03 基于 AST 的四则运算解释器 | 《Let’s Build A Simple Interpreter》
本文最后更新于:2021年8月26日
IR 与 AST
在上一篇文章中,interpreter 的代码和 parser 的代码是混在一起的,且 interpreter 在 parser 识别出一个如加减乘除之类的语言结构之后会立刻对它进行求值。这种 interpreter 被称为语法导向解释器(syntax-directed interpreter)。它们通常在输入上做一个 pass 且只适合基础的语言应用。为了分析更复杂的编程语言 Pascal 的结构,需要建立一个中间表达(intermediate representation, IR)。parser 会 负责构建 IR 而 interpreter 会用来解释由 IR 所代表的输入。
树是一个表示 IR 非常合适的数据结构。本系列中用到的 IR 被称为抽象语法树(abstract-syntax tree, AST)。下面是表达式 2 * 7 + 3 的带有解释的树形表示:
关于运算的优先级,可以看下图中这个例子,左边是表达式 2 * 7 + 3 的 AST,在右边是表达式 2 * (7 + 3) 的 AST:
可以看出更高优先级的操作符在树中的位置更低。后序遍历(左子树->右子树->根节点)这个树可以对它所代表的表达式进行求值。
访问者模式
class NodeVisitor():
def visit(self, node):
method_name = 'visit_' + type(node).__name__ # 拼凑方法名称,如 visit_BinOp
visitor = getattr(self, method_name, self.generic_visit) # 获取对应的方法
return visitor(node) # 调用方法
def generic_visit(self, node):
raise Exception('No visit_{} method'.format(type(node).__name__))
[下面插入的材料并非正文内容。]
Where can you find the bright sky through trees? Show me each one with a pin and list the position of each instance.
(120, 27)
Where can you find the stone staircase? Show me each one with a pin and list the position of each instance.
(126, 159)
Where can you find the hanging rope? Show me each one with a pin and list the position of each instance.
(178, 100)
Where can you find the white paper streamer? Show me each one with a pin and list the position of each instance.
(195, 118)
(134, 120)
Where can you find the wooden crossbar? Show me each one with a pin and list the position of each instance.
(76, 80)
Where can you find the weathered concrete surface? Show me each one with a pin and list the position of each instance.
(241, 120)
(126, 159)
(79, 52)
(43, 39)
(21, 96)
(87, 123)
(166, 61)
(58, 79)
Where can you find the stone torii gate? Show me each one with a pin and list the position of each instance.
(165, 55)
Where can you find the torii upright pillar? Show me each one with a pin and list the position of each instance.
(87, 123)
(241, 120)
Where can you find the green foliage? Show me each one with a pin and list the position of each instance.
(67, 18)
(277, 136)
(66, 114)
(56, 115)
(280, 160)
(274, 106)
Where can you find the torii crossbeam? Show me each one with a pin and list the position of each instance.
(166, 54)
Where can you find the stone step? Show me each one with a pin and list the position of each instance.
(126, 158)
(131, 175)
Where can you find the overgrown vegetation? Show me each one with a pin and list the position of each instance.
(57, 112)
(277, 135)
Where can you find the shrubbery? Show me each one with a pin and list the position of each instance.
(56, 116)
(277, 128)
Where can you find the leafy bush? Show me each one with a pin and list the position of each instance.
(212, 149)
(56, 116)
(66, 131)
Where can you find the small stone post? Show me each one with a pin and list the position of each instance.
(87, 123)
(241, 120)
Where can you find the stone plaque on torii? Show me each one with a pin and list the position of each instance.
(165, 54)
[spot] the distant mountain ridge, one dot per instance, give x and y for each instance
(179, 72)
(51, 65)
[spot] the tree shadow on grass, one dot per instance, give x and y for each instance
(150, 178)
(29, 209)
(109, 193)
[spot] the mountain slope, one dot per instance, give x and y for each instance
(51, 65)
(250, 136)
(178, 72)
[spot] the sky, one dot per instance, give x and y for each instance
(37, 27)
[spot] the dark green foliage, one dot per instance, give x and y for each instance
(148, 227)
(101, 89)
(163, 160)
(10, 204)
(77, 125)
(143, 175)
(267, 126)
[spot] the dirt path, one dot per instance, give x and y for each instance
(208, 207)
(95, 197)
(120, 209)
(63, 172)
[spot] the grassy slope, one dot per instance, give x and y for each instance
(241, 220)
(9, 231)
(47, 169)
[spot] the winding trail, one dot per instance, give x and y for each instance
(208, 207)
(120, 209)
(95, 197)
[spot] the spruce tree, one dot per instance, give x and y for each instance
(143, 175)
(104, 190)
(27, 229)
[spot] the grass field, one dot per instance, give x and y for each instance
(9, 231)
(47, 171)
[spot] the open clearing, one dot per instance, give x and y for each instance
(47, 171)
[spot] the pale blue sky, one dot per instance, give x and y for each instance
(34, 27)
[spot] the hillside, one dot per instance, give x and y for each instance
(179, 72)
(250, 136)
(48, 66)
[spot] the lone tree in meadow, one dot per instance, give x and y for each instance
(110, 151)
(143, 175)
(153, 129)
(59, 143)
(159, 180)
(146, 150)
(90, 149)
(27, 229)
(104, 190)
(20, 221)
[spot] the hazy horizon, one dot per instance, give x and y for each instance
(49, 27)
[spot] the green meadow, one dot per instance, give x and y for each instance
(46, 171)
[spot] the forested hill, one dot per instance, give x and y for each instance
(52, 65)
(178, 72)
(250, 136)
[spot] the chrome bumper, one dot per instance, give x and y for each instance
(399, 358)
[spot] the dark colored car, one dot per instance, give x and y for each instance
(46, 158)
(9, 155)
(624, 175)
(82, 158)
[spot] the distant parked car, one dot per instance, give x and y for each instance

class Interpreter(NodeVisitor):
def __init__(self, parser):
self.parser = parser
def visit_BinOp(self, node):
if node.op.type == PLUS:
return self.visit(node.left) + self.visit(node.right)
elif node.op.type == MINUS:
return self.visit(node.left) - self.visit(node.right)
elif node.op.type == MUL:
return self.visit(node.left) * self.visit(node.right)
elif node.op.type == DIV:
return self.visit(node.left) / self.visit(node.right)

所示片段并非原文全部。